Felix Winckler zur Debatte der „erhabenen" Skulptur des Nationalsozialismus

 

Georg Kolbe 1935 : Kriegerdenkmal für Stralsund im heutigen Mecklenburg-Vorpommern. Die Altstadt gehört seit 2002 mit dem Titel Historische Altstädte Stralsund und Wismar zum UNESCO-Weltkulturerbe.

Dieses Kolbe-Motiv der „Kameradschaft bis in den Tod" erinnert an das Thema, das auch Arno Breker in seinem Großrelief „Kameraden" aufgegriffen hat.. Diese Arbeit wird jedoch häufig mit dem Pieta-Motiv verglichen. Das Breker-Relief war u.a. für den „Großen Bogen" der architektonischen Neugestaltung Berlins durch Albert Speer bestimmt.

Foto: History Archive

 

Berlin/Bielefeld (mea) Die Kontroverse um das deutsche Kunstschaffen im „Dritten Reich" hat in der Europäischen Union (EU) neuen Zündstoff erhalten. Ausgangspunkt ist eine kritische wissenschaftliche Arbeit von Felix Winckler mit dem Titel „Gegenwärtige Debatten im Bann der erhabenen Skulptur des Nationalsozialismus: Arno Breker und Georg Kolbe im Vergleich". Winckler hat die Untersuchung als Bachelorarbeit an der deutschen Universität Bielefeld vorgelegt. Die Situations-Schilderung wirft auch die Frage auf: darf und kann man in den von der Reichsregierung unter Adolf Hitler geförderten gegenständlichen Kunst trotz der nach 1945 begonnenen vehementen Kritik seitens der Nachkriegsgeneration von Kunsthistorikern sowie politisierender Künstler und Künstlerinnen auch „erhabenes Kunstschaffen" sehen?

 

Der junge Autor hat sich an ein äußerst umstrittenes Thema gewagt. Die Recherchen müssen sehr mühevoll und umfangreich gewesen sein, um die beiden aus heutiger Sicht als Star-Bildhauer ihrer Epoche zu bezeichnenden Künstler in den Griff zu bekommen: Arno Breker (1900-1991), der Jahrhundertbildhauer der Klassischen Tradition und der meistbeschäftigte Künstler des Dritten Reiches. Ihm gegenüber gestellt wird Georg Kolbe(* 15. April 1877 in Waldheim, Sachsen; Ý 20. November 1947 in Berlin), der von Hitler als „Altmeister deutscher Plastik" geschätzte Bildhauer, der ebenfalls bei den NS-Staatsausstellungen im „Haus der Deutschen Kunst" in München bis zum Schluss vertreten war.

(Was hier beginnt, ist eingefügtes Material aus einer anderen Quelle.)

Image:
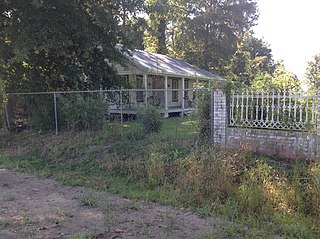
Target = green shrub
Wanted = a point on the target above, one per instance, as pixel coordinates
(82, 112)
(42, 116)
(151, 120)
(135, 132)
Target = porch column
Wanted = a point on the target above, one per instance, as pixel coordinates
(145, 80)
(166, 97)
(183, 96)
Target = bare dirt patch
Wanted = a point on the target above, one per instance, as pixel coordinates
(31, 207)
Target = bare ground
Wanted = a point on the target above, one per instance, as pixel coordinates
(31, 207)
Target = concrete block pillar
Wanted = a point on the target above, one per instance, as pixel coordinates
(219, 115)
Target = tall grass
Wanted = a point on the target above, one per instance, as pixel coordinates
(281, 198)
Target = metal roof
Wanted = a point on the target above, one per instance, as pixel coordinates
(167, 65)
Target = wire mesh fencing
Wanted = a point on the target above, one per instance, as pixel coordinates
(92, 110)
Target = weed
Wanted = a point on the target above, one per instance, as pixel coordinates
(89, 200)
(62, 213)
(9, 197)
(256, 195)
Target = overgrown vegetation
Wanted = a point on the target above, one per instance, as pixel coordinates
(151, 119)
(82, 112)
(268, 197)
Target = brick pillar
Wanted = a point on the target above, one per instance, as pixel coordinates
(218, 115)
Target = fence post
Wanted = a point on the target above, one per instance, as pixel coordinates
(55, 111)
(7, 116)
(218, 115)
(121, 114)
(318, 108)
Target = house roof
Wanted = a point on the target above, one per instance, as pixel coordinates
(167, 65)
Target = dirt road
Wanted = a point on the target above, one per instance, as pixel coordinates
(32, 207)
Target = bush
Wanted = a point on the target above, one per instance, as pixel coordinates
(82, 112)
(151, 120)
(42, 113)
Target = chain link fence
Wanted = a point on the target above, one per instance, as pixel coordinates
(91, 110)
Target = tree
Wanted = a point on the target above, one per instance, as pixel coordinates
(281, 79)
(252, 58)
(57, 45)
(159, 12)
(313, 72)
(213, 31)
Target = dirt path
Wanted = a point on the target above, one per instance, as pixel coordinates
(42, 208)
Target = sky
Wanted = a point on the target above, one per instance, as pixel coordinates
(292, 28)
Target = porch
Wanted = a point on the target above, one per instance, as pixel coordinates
(169, 94)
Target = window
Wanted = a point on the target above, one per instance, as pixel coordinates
(174, 90)
(186, 86)
(140, 97)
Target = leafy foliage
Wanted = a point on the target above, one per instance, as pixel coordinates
(203, 113)
(57, 45)
(151, 119)
(82, 113)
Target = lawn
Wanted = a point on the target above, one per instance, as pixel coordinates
(258, 196)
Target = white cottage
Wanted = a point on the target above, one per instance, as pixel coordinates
(162, 81)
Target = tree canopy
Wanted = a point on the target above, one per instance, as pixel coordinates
(313, 72)
(68, 44)
(57, 45)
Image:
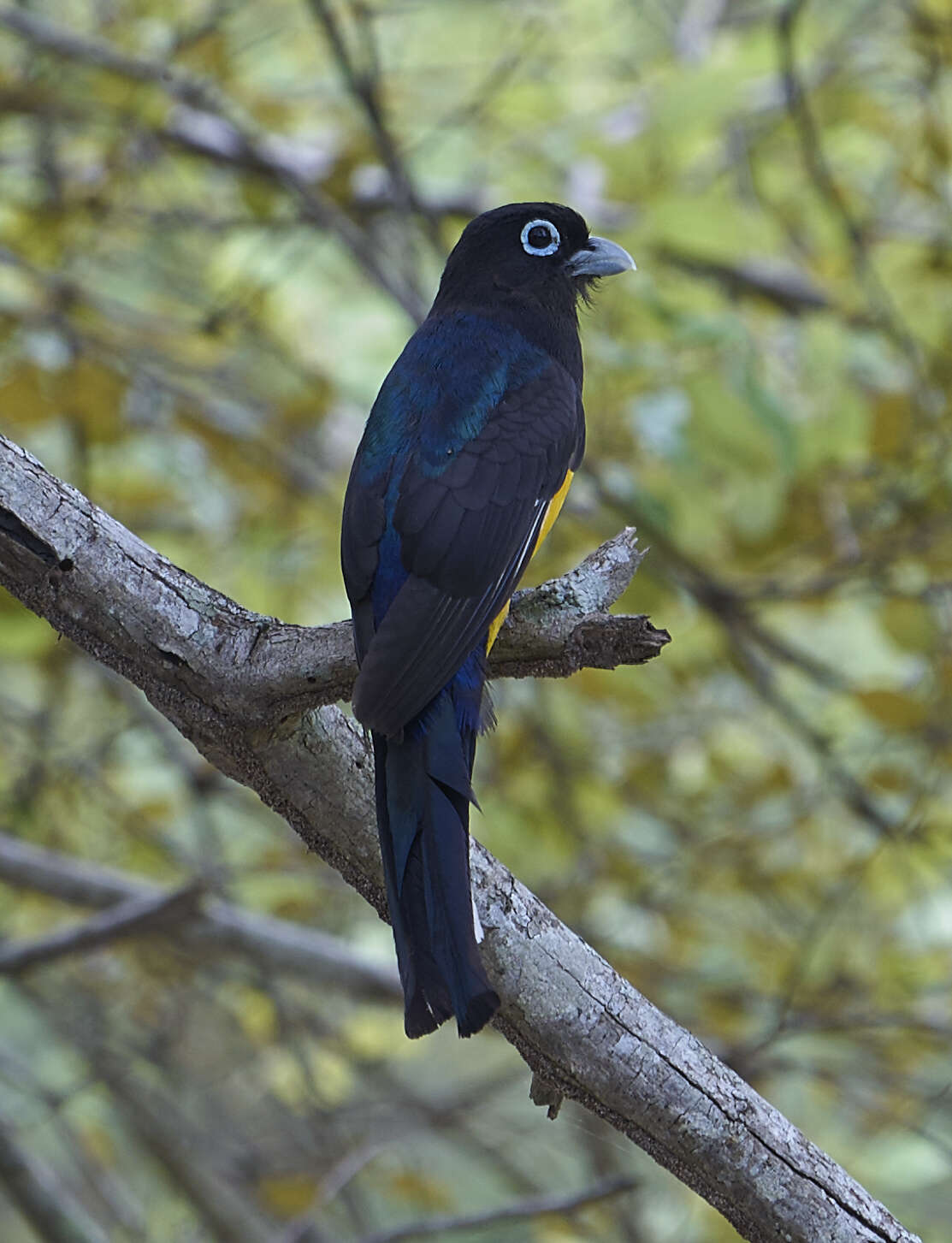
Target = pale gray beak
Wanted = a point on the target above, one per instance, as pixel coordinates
(600, 257)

Ausgangspunkt für Wincklers Untersuchung über diese „zwei Bildhauer zwischen Avantgarde und Nationalsozialismus" war 2012 ein Seminar an der Universität Bielefeld (Fakultät für Geschichtswissenschaft, Philosophie und Theologie (Abteilung Geschichtswissenschaft). Das Thema war:„Zwischen interesselosem Wohlgefallen und überwältigender Wirkmacht. Das Erhabene vom 18. Jahrhundert bis zur Gegenwart." Dozent war Prof. Dr. Johannes Grave. Er sowie Dr. Jürgen Büschfeld (Zweitprüfer) haben die Bachelorarbeit abgenommen.

„Das Problem, ob überhaupt Kunst, die während der Zeit des Dritten Reichs geschaffen wurde, öffentlich zeigbar sei, war nicht neu und reicht bis in die Zeit unmittelbar nach dem Ende des Zweiten Weltkriegs zurück" heißt es in der Untersuchung. In diesem Zusammenhang sei das Ziel der vorliegenden Arbeit, die Skulpturen Arno Brekers und Georg Kolbes, die in der Zeit zwischen 1933 und 1945 entstanden sind, anhand von Beispielen vergleichend auf ihren Bezug zum Nationalsozialismus zu untersuchen und zu klären, worin dieser besteht. Daran anschließend solle, angelehnt an verschiedene Konzepte, der Begriff des Erhabenen in der Kunst definiert werden, um zu prüfen, ob auch die Skulpturen von Breker und Kolbe unter den Begriff des Erhabenen fallen könnten.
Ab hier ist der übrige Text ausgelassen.